The digital world is witnessing the rapid rise of LLM-based multi-agent systems (MASs) and their powerful applications. However, their security remains insufficiently understood, as existing evaluations are largely limited to narrow attack settings and may substantially underestimate the real risks of MAS deployments. Inspired by the MAS inter-agent dependencies, where upstream outputs are reinterpreted and executed by downstream agents, we propose a topology-aware attack scheme that propagates adversarial contamination from exposed edge agents to high-privilege agents to induce malicious behaviors. By combining topology reconnaissance, contamination propagation modeling, and hierarchical payload encapsulation, our approach overcomes the key challenges of black-box attacks and makes such multi-hop compromise practical.

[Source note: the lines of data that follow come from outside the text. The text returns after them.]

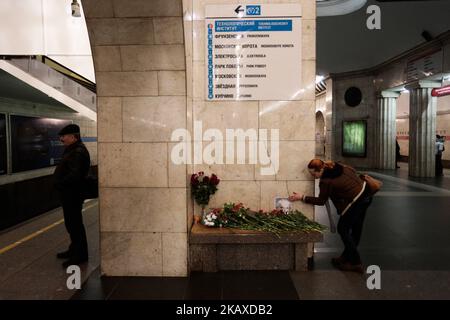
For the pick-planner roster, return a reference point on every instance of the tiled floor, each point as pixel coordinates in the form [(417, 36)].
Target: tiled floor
[(31, 270)]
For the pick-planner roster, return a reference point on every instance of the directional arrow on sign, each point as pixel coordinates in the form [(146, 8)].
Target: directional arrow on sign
[(239, 9)]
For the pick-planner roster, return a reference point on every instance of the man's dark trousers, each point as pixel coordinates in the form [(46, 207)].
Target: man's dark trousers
[(73, 219)]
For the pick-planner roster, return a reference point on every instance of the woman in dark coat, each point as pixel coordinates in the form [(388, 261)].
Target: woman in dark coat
[(351, 198)]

Experiments show that our approach achieves success rates of 40\%--78\% on three widely-used MAS frameworks under five topologies, and 85\% on two real-world MAS applications across 20 representative scenarios. The results reveal fundamental vulnerabilities in MASs that have been overlooked by prior studies. Based on these findings, we propose a topology-trust mitigation that blocks 94.8\% of such composite attacks.

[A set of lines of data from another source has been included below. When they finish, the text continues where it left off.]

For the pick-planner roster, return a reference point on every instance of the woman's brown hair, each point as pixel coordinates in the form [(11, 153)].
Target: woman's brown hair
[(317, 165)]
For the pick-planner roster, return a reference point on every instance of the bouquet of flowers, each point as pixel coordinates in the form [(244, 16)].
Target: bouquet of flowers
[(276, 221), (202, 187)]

翻译：数字世界正见证基于大语言模型的多智能体系统（MASs）及其强大应用的快速崛起。然而，其安全性尚未得到充分理解——现有评估多局限于狭隘的攻击设定，可能严重低估MAS部署的真实风险。受MAS智能体间依赖关系（即上游输出被下游智能体重新解释并执行）的启发，我们提出一种拓扑感知攻击方案，将对抗污染从暴露的边缘智能体传播至高权限智能体，以诱导恶意行为。通过结合拓扑侦察、污染传播建模与分层有效载荷封装，该方法克服了黑盒攻击的关键挑战，使这种多跳妥协成为实际可行。实验表明，该方法在五种拓扑下的三个广泛使用的MAS框架上实现40%-78%的成功率，并在20个代表性场景的两个真实MAS应用中达到85%的成功率。结果揭示了先前研究忽视的MAS根本性漏洞。基于这些发现，我们提出一种拓扑信任缓解策略，可阻断94.8%此类复合攻击。